When we first grew our staff, we had a traditional work environment: everyone was expected to be in the office daily from 9-5. By the early 2000’s, the young women we hired began having children. AVI CHAI had a generous maternity leave policy (and a more limited paternity leave policy), but after the leave staff were expected to return to full-time work in the office. By 2006, a few of the mothers found the work-life balance to be sufficiently challenging that they were considering leaving the foundation or reducing their hours. At that point, we re-examined our assumptions about what kind of working conditions were needed for effective performance. Was there a way that we could accommodate staff needs for greater availability to family without losing the benefit of staff working together in the office?
We responded with a Solomonic compromise: we offered these women the opportunity to work at home two days a week – on Tuesday and Thursday – with the expectation that the full office would be present on Monday, Wednesday and Friday for scheduled in-person meetings and serendipitous trips to the water cooler that offer great potential for generating good ideas.
Staff needed to be set up to work effectively from home with both hardware (funded by AVI CHAI) and childcare. They were expected to be at their desks during work hours. And they needed to be flexible enough to attend meetings on a Tuesday or Thursday if necessary, even on little notice. Unfortunately, we felt unable to make the same offer to administrative staff, whose support was needed on site.
Both Arthur Fried, then AVI CHAI’s chairman, and I made the proposal with some trepidation. Concerned about productivity, I initially required staff on the program to provide weekly written reports on their work. When it became clear the productivity continued to be high, the requirement ended.
One staff member wrote a 2012 article providing her perspective on the flexible workspace arrangement. She wrote, “If I had not had the flexibility of working from home, I probably would have spent my 30’s working part-time. I would have put my family first and my career, and thus my opportunity to serve the Jewish people, second.”
Subsequently, another employee requested flexible hours (more hours Monday through Thursday, and Friday off) and argued that in her particular situation the new schedule would increase productivity. Consistent with the belief that our highest priority should be enabling talented and dedicated staff to succeed – and having learned that flexibility and productivity align – I said yes.
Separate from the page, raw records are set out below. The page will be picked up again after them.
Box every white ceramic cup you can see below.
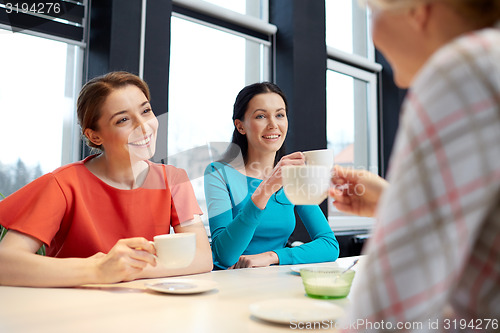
[151,232,196,268]
[303,149,334,168]
[281,165,331,205]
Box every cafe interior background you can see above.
[0,0,405,256]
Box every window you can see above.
[325,0,374,60]
[0,30,83,195]
[167,0,275,230]
[203,0,268,21]
[326,60,378,230]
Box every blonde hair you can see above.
[76,72,150,150]
[361,0,500,28]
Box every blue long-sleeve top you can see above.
[204,162,339,268]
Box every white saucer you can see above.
[250,298,344,325]
[146,279,217,294]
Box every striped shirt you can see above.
[344,22,500,332]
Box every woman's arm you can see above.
[0,230,156,287]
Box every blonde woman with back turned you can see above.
[331,0,500,332]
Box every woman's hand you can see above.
[228,251,279,269]
[330,166,389,217]
[252,152,305,209]
[93,237,156,283]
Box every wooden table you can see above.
[0,257,362,333]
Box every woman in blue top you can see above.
[205,82,339,269]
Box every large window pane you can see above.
[167,17,270,233]
[325,0,372,58]
[0,30,81,194]
[203,0,268,21]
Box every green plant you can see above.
[0,192,45,256]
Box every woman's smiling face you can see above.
[87,85,158,162]
[235,93,288,153]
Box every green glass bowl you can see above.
[300,267,355,299]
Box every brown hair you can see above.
[76,72,150,149]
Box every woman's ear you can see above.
[83,128,102,146]
[234,119,246,135]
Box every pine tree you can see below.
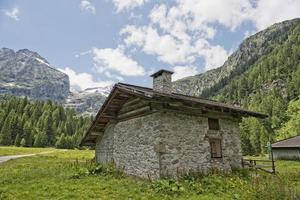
[23,121,33,147]
[20,138,26,147]
[33,132,48,147]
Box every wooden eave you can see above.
[80,83,268,146]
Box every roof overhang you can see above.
[80,83,268,146]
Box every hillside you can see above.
[174,19,300,154]
[0,48,110,115]
[173,19,300,97]
[0,95,91,148]
[0,48,69,102]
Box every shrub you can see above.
[72,161,124,178]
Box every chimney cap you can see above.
[150,69,174,78]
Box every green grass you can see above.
[0,146,56,156]
[0,148,300,200]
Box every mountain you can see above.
[0,48,70,102]
[64,86,112,115]
[173,19,300,154]
[0,48,111,115]
[173,19,300,97]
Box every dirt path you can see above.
[0,150,67,163]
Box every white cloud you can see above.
[58,67,114,90]
[104,71,124,81]
[172,66,198,81]
[79,0,96,14]
[250,0,300,30]
[112,0,149,12]
[93,47,145,76]
[4,8,20,21]
[121,26,194,65]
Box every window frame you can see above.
[207,118,220,131]
[209,138,223,158]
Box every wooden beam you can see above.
[118,100,149,115]
[118,106,151,119]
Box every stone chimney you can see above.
[151,69,173,94]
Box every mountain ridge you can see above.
[173,18,300,98]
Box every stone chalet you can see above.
[81,70,267,179]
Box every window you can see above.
[208,118,220,130]
[209,138,222,158]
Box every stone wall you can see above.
[114,113,161,178]
[96,111,242,179]
[161,112,242,177]
[95,123,115,163]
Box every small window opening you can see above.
[209,139,222,158]
[208,118,220,130]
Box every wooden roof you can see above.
[80,83,268,145]
[272,135,300,148]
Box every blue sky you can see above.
[0,0,300,89]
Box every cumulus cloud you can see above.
[79,0,96,14]
[92,47,145,76]
[172,66,198,81]
[4,8,20,21]
[58,67,114,90]
[112,0,149,12]
[250,0,300,30]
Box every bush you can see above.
[72,161,124,178]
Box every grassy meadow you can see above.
[0,146,57,156]
[0,147,300,200]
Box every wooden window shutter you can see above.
[208,118,220,130]
[209,138,222,158]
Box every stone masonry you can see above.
[96,111,242,179]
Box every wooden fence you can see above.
[242,159,275,174]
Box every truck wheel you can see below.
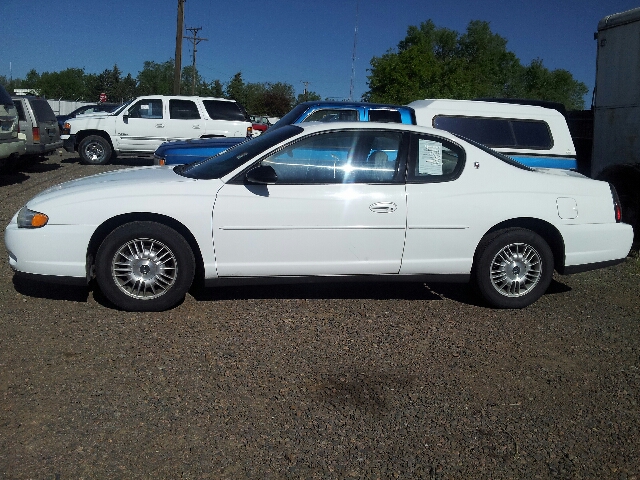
[78,135,112,165]
[96,221,195,312]
[473,228,553,308]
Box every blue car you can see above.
[154,101,416,165]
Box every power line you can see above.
[184,27,209,95]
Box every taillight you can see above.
[609,184,622,223]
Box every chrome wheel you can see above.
[111,238,178,300]
[84,142,106,163]
[490,243,542,297]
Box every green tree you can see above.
[209,80,224,98]
[137,59,174,95]
[262,82,295,117]
[363,20,587,108]
[225,72,247,105]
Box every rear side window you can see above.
[14,100,27,122]
[369,109,402,123]
[408,134,465,183]
[433,115,553,150]
[169,99,200,120]
[0,85,13,105]
[29,98,57,122]
[202,100,247,122]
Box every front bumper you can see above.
[62,135,76,153]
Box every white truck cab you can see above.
[61,95,252,165]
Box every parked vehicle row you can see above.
[5,122,633,311]
[62,95,252,165]
[13,96,62,155]
[0,85,62,170]
[154,99,577,169]
[153,101,416,165]
[0,85,27,163]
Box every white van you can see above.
[409,99,577,170]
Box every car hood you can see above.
[27,167,210,209]
[533,168,589,178]
[156,137,247,154]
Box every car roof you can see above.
[133,95,236,103]
[299,100,411,109]
[409,98,562,119]
[294,121,460,141]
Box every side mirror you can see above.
[245,165,278,185]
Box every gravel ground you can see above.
[0,154,640,480]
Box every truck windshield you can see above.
[173,125,303,180]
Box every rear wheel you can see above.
[473,228,553,308]
[96,222,195,311]
[78,135,113,165]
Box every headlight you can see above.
[18,207,49,228]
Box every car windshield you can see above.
[109,98,135,115]
[453,133,533,171]
[173,125,302,180]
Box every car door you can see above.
[213,130,406,277]
[164,98,205,141]
[116,98,167,153]
[400,134,476,274]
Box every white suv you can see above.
[62,95,252,165]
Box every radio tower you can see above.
[349,0,360,102]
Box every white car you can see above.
[5,123,633,311]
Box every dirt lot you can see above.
[0,154,640,480]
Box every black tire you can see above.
[78,135,113,165]
[473,228,553,308]
[96,222,195,312]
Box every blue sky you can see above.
[0,0,639,107]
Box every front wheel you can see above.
[78,135,113,165]
[473,228,553,308]
[96,222,195,311]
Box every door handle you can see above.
[369,202,398,213]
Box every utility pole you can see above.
[301,80,311,102]
[349,0,360,101]
[173,0,186,95]
[184,27,209,95]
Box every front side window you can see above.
[369,108,402,123]
[261,130,402,184]
[408,135,465,183]
[169,99,200,120]
[129,99,162,119]
[303,108,358,122]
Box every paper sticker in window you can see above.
[418,140,442,175]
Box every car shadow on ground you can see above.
[13,275,89,303]
[8,276,571,309]
[190,282,482,305]
[0,157,60,187]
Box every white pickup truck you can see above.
[61,95,252,165]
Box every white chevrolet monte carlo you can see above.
[5,123,633,311]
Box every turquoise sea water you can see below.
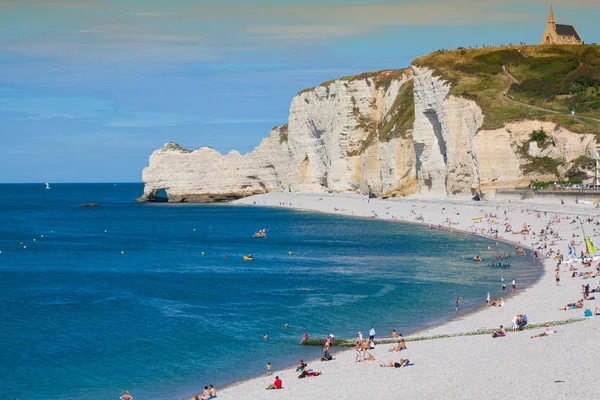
[0,184,541,400]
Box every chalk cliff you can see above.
[140,66,595,202]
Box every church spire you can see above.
[548,6,556,25]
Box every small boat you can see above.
[252,229,267,239]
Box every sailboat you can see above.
[579,221,596,255]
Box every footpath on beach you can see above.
[210,193,600,399]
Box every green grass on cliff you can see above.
[413,45,600,132]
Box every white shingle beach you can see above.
[213,193,600,399]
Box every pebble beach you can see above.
[219,193,600,399]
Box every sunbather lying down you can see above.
[379,359,410,368]
[531,324,556,339]
[559,300,583,310]
[298,370,323,379]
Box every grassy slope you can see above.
[413,46,600,132]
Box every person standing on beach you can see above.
[300,332,308,344]
[354,341,362,362]
[267,376,283,390]
[200,386,210,400]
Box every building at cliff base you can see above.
[542,6,583,44]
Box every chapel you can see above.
[542,6,583,44]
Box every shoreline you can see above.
[212,193,597,398]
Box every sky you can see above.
[0,0,600,183]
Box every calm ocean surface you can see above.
[0,184,541,400]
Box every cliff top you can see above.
[413,45,600,132]
[298,68,412,94]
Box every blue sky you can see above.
[0,0,600,182]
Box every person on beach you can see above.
[296,360,307,372]
[298,370,323,379]
[388,339,406,351]
[531,324,556,339]
[492,325,506,338]
[379,359,410,368]
[267,376,283,390]
[300,332,308,344]
[200,386,210,400]
[119,390,133,400]
[354,341,362,362]
[517,314,527,331]
[321,347,333,361]
[362,340,375,361]
[512,315,519,332]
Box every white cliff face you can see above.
[141,70,415,201]
[413,67,483,195]
[142,127,295,202]
[140,67,595,202]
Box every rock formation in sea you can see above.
[140,47,595,202]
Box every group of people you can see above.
[487,292,504,307]
[512,314,527,331]
[194,385,217,400]
[388,339,406,351]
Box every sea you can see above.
[0,183,542,400]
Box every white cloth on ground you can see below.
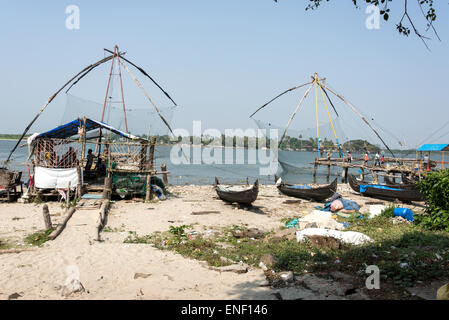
[34,167,83,189]
[296,228,373,245]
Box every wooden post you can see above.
[342,167,349,183]
[48,207,76,240]
[95,200,109,241]
[161,163,168,185]
[76,162,83,198]
[103,176,112,200]
[149,137,156,170]
[145,174,153,202]
[139,142,148,170]
[80,117,90,165]
[66,181,72,208]
[42,204,52,231]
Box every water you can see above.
[0,140,441,185]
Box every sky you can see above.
[0,0,449,147]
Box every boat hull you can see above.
[215,178,259,206]
[348,174,423,202]
[276,177,338,202]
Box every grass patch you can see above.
[121,218,449,288]
[0,239,10,250]
[25,228,55,247]
[103,223,126,232]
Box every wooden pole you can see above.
[103,177,112,200]
[95,200,110,241]
[42,204,52,231]
[161,163,168,185]
[279,81,315,146]
[66,181,72,208]
[48,207,76,240]
[149,136,156,170]
[145,174,152,202]
[76,163,83,198]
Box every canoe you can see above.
[214,178,259,206]
[348,174,423,202]
[384,177,416,190]
[401,174,419,184]
[275,176,337,202]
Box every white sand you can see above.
[0,186,420,300]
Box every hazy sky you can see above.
[0,0,449,146]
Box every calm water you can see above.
[0,140,441,185]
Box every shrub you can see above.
[416,169,449,231]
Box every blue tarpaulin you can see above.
[393,208,413,222]
[288,185,312,189]
[360,184,401,193]
[416,144,449,152]
[36,119,143,140]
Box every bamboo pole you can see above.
[161,163,168,185]
[48,207,76,240]
[249,80,315,118]
[320,84,396,158]
[278,82,315,146]
[95,200,110,241]
[145,173,152,202]
[104,49,177,106]
[42,204,52,231]
[6,55,114,163]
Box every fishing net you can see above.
[61,94,176,136]
[253,81,404,171]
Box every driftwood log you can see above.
[48,208,76,240]
[103,177,112,200]
[0,248,36,254]
[42,204,52,231]
[95,200,110,241]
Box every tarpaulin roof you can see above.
[417,144,449,151]
[35,118,145,140]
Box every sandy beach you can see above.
[0,185,428,300]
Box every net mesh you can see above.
[61,94,176,136]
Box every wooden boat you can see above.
[384,177,416,190]
[215,177,259,206]
[348,174,423,202]
[275,176,337,202]
[401,174,417,184]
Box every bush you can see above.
[416,169,449,231]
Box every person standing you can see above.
[374,151,380,167]
[348,151,352,163]
[363,152,369,166]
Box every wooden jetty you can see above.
[310,158,425,183]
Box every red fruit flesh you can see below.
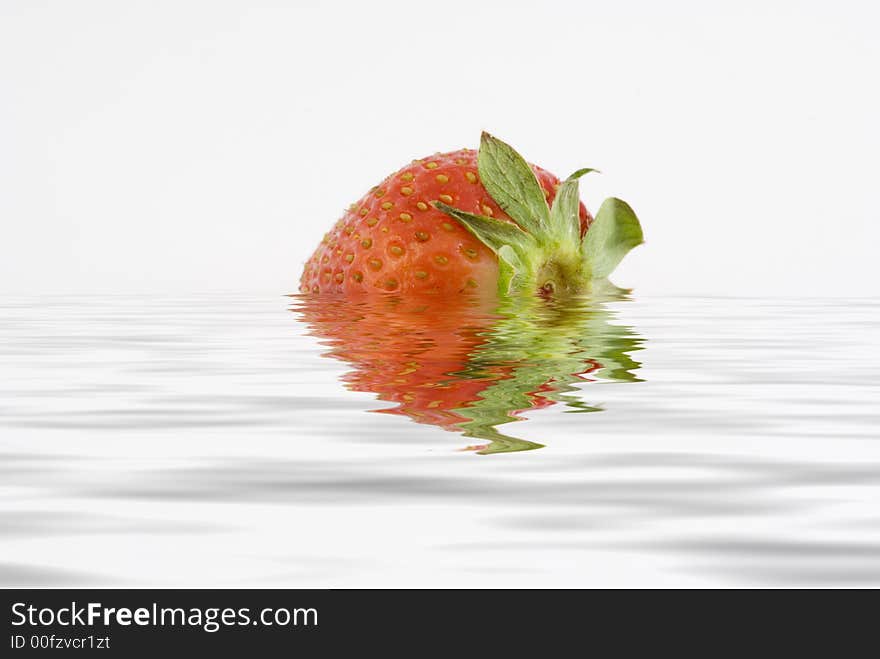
[299,149,592,295]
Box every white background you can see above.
[0,0,880,296]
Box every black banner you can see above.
[0,589,876,657]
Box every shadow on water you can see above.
[292,288,643,455]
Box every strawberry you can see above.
[295,285,640,454]
[300,133,642,297]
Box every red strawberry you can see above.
[300,133,642,295]
[296,291,640,453]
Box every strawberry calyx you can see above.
[434,132,644,297]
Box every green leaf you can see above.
[550,167,598,245]
[581,197,645,279]
[498,245,526,294]
[434,201,531,254]
[477,132,550,236]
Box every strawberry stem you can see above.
[434,132,644,297]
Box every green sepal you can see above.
[581,197,645,279]
[549,167,599,245]
[477,132,550,236]
[434,201,534,254]
[498,245,526,294]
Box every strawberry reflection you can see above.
[293,286,642,455]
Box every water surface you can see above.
[0,295,880,587]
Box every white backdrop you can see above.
[0,0,880,295]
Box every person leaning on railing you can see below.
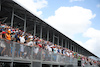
[0,23,98,64]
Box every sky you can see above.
[14,0,100,57]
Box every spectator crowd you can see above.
[0,22,98,66]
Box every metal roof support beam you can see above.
[57,35,59,45]
[34,22,36,36]
[65,40,67,48]
[77,46,79,53]
[47,29,49,41]
[0,0,1,11]
[69,41,72,50]
[53,31,55,44]
[67,40,69,49]
[40,25,42,38]
[11,6,14,26]
[24,13,26,32]
[62,39,63,47]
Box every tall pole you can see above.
[24,13,26,32]
[40,25,42,38]
[11,6,14,26]
[34,22,36,36]
[47,29,49,41]
[0,0,1,11]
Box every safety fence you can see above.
[0,39,98,65]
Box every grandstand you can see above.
[0,0,98,67]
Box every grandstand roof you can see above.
[0,0,97,57]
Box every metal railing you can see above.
[0,39,98,65]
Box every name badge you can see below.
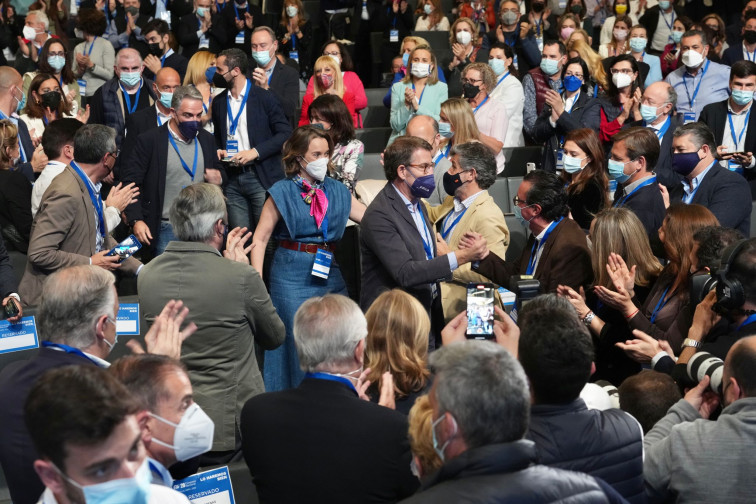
[312,249,333,280]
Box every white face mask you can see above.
[150,403,215,462]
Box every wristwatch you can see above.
[683,338,701,348]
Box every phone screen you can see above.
[467,283,494,339]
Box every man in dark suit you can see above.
[360,136,487,348]
[624,81,682,189]
[142,19,189,82]
[240,294,419,503]
[669,122,751,236]
[251,26,299,126]
[212,47,292,230]
[174,0,226,58]
[699,60,756,199]
[610,126,668,242]
[473,170,593,293]
[123,86,222,255]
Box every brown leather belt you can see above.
[278,240,333,254]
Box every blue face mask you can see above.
[541,58,559,76]
[564,75,583,92]
[732,89,753,105]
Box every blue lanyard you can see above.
[683,60,711,109]
[118,79,144,114]
[226,79,252,136]
[650,285,675,324]
[473,95,490,115]
[614,177,656,208]
[525,217,564,275]
[168,131,199,181]
[441,208,467,240]
[70,161,105,240]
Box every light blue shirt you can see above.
[664,59,730,120]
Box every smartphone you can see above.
[105,235,142,262]
[467,282,494,339]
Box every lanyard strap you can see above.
[525,217,564,275]
[118,79,144,114]
[614,177,656,208]
[683,60,711,109]
[650,285,675,324]
[71,161,105,239]
[168,131,199,180]
[226,79,252,136]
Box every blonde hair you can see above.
[591,208,662,290]
[441,98,480,145]
[313,56,344,98]
[365,289,430,397]
[184,51,215,86]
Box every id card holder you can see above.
[312,249,333,280]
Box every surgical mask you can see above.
[630,37,648,52]
[120,72,142,87]
[732,89,753,105]
[488,58,507,77]
[438,121,454,138]
[47,56,66,72]
[457,31,472,45]
[612,73,633,89]
[53,458,152,504]
[540,58,559,76]
[302,156,328,180]
[562,154,585,173]
[410,63,431,79]
[683,49,703,68]
[564,75,583,93]
[607,159,630,184]
[672,151,701,177]
[252,51,270,66]
[501,11,517,25]
[178,121,202,138]
[150,403,215,462]
[443,168,470,196]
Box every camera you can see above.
[687,352,724,396]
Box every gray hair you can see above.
[450,142,496,189]
[37,265,115,349]
[294,294,367,372]
[74,124,116,164]
[430,341,530,448]
[170,182,226,242]
[672,121,717,153]
[171,86,204,110]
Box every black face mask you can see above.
[40,91,63,110]
[462,82,480,100]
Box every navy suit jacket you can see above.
[122,123,223,244]
[212,80,292,190]
[669,162,751,236]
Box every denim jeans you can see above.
[226,170,266,232]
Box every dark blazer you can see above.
[622,115,682,190]
[175,12,227,57]
[698,96,756,199]
[360,182,452,313]
[212,81,292,190]
[240,378,419,503]
[0,348,93,504]
[669,161,752,236]
[473,217,593,294]
[122,123,223,243]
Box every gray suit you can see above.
[137,241,286,451]
[18,166,141,306]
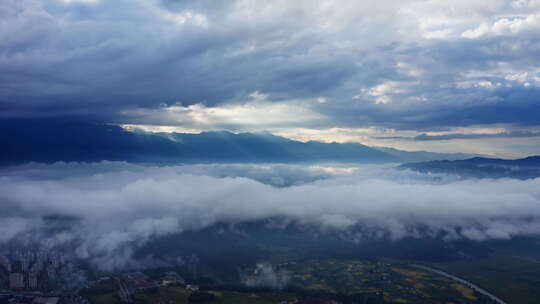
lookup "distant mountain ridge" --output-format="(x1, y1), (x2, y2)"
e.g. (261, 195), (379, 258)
(398, 156), (540, 179)
(0, 120), (480, 165)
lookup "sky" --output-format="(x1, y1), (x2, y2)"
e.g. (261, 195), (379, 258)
(0, 0), (540, 157)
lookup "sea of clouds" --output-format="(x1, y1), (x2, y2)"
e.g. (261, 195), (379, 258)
(0, 162), (540, 268)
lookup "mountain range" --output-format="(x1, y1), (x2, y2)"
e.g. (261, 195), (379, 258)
(398, 156), (540, 179)
(0, 120), (480, 165)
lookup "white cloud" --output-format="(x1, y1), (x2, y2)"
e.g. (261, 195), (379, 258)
(0, 163), (540, 266)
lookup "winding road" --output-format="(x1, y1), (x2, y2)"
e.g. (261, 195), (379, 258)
(410, 264), (508, 304)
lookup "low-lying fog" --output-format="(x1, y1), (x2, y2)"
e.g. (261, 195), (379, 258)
(0, 162), (540, 267)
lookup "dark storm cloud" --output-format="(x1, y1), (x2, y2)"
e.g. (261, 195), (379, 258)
(0, 0), (540, 130)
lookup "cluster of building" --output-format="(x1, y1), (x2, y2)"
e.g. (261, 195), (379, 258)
(0, 249), (73, 291)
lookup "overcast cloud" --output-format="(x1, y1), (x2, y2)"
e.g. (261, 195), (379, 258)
(0, 0), (540, 153)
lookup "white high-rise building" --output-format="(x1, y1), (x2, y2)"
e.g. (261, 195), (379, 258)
(9, 272), (25, 289)
(28, 272), (38, 290)
(0, 255), (11, 272)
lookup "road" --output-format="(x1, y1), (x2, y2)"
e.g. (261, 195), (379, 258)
(410, 264), (508, 304)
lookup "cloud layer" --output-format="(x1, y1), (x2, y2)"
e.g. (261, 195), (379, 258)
(0, 162), (540, 267)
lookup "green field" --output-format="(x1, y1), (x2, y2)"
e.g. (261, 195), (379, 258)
(431, 255), (540, 304)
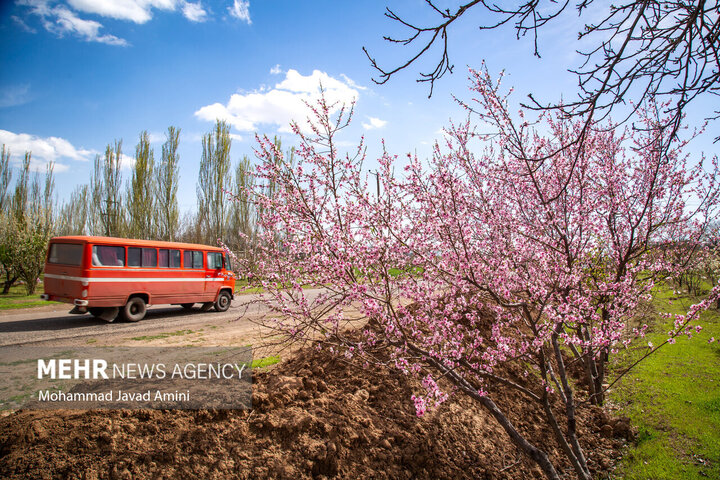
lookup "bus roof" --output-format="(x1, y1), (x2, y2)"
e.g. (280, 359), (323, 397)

There is one additional, overarching factor. At AVI CHAI, the mission dominates, rather than personal egos. Zalman Bernstein implanted this ethic when he invested his Trustees with the authority to decide, even in his lifetime, the allocation of the funds he contributed. As a result, the foundation was never fully a reflection of him or any other individual. The Trustees, highly-successful academics or philanthropists in their own right, are humble in nature and were further inspired by the Chairmen who succeeded Zalman – Arthur Fried and then Mem Bernstein – to focus on organizational success and not personal ambitions. Without question, the culture of AVI CHAI developed because of this shared ethic among the Chairmen, the Trustees and management.
I have been blessed to lead the AVI CHAI – North American staff over the past 25 years. In sharing my story, I hope to “pay it forward” by contributing to the important conversation across the general and Jewish nonprofit worlds about how to attract and retain the most talented staff.
Yossi Prager is Executive Director – North America for The AVI CHAI Foundation.